Structural basis of controlling the membrane attack complex

Complement is a blood based immune network that plays an important role in innate and adaptive immune responses. Activation of complement culminates in the formation of a large lytic pore called the Membrane Attack Complex (MAC), which assembles on lipid bilayers and punches holes in target cells. MAC is a versatile and highly effective immune effector as there is no specific receptor directing MAC to pathogens. However, human cells are susceptible to damage by MAC if not properly controlled. Dysregulation of MAC on human cells can have devastating impact for disease pathologies including haemolytic anaemia and immune evasion strategies by cancer cells. Understanding how MAC is controlled during an immune response will enable the design of therapeutics that have the potential to precisely regulate complement activity and improve human health.

The objective of CONTROLLING MAC is to uncover the fundamental molecular principles underpinning MAC regulation on human cells. To achieve this ambitious goal, Controlling MAC uses a range of structural biology and biophysical tools to understand how complement activation impacts cellular pathways that modulate inflammation. The project develops an innovative approach to exploring the interactions between complement proteins and their local lipid environment. The novel insights from these experiments will explain how conformational changes in protein structure are linked with changes in physical properties of cellular membranes. Together, these data will explain how MAC is regulated and define a new role for lipids in immune homeostasis.

In the first half of the project, CONTROLLING MAC has delivered on three main major research initiatives. The first focuses on the role of a cell surface receptor, CD59, in stopping MAC assembly on human cells. The second investigates removal of MAC from the plasma membrane. Finally, the third research stream uncovers the role of blood-based chaperones in capturing and clearing potentially harmful MAC activation by-products. The major achievement of CONTROLLING MAC thus far has been in the delivery of the third research stream. Using a structural biology technique called cryo electron microscopy, the PI and team solved the structure of an innate-immune activation complex, which is regulated by blood-based chaperones to prevent bystander damage. sMAC (also called sC5b9), is a soluble form of the MAC regulated by clusterin and vitronectin in blood plasma. Our structural data explain how clusterin blocks polymerizing cargo through electrostatic interactions and provide evidence into how cell clearance pathways mediate immune homeostasis.

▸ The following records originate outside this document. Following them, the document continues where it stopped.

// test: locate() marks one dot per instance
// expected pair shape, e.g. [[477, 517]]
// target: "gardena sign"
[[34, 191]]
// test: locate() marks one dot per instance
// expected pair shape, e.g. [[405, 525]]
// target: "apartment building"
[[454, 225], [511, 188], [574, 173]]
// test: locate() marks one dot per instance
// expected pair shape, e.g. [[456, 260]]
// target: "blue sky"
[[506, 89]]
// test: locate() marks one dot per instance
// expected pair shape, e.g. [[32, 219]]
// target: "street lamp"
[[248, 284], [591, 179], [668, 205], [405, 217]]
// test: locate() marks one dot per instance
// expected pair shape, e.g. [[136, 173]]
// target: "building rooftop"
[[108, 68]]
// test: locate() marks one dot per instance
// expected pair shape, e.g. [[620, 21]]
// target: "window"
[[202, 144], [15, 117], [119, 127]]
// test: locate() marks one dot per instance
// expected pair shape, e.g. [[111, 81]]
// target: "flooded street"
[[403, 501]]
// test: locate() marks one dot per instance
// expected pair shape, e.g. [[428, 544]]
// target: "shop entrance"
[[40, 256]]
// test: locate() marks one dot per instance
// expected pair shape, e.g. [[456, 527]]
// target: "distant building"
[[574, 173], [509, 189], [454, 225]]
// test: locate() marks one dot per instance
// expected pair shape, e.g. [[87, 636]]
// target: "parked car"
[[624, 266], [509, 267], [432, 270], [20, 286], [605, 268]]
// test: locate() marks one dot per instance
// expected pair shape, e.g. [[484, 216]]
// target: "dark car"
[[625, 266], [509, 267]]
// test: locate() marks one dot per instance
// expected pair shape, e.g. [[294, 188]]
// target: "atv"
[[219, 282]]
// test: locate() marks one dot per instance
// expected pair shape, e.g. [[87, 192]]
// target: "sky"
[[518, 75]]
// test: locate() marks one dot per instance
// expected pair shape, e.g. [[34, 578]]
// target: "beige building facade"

The results achieved by the third research stream have provided novel insight into complement regulation and the role of blood-based chaperones in modulating inflammation during an immune response. By developing creative strategies in image processing, we were able to solve multiple structures of what was previously thought to be a single immune activation complex. We showed that sMAC is a heterogeneous assembly in which the main pore forming protein, C9, is caught in an intermediate state. By combining information from crosslinking mass spectrometry, we were also able to identify the location of clusterin within our maps and show how clusterin binds a negatively charged surface on C9 to block polymerization of the pore. These data provide a structural framework for understanding pore formation and the molecular details for a complement control mechanism.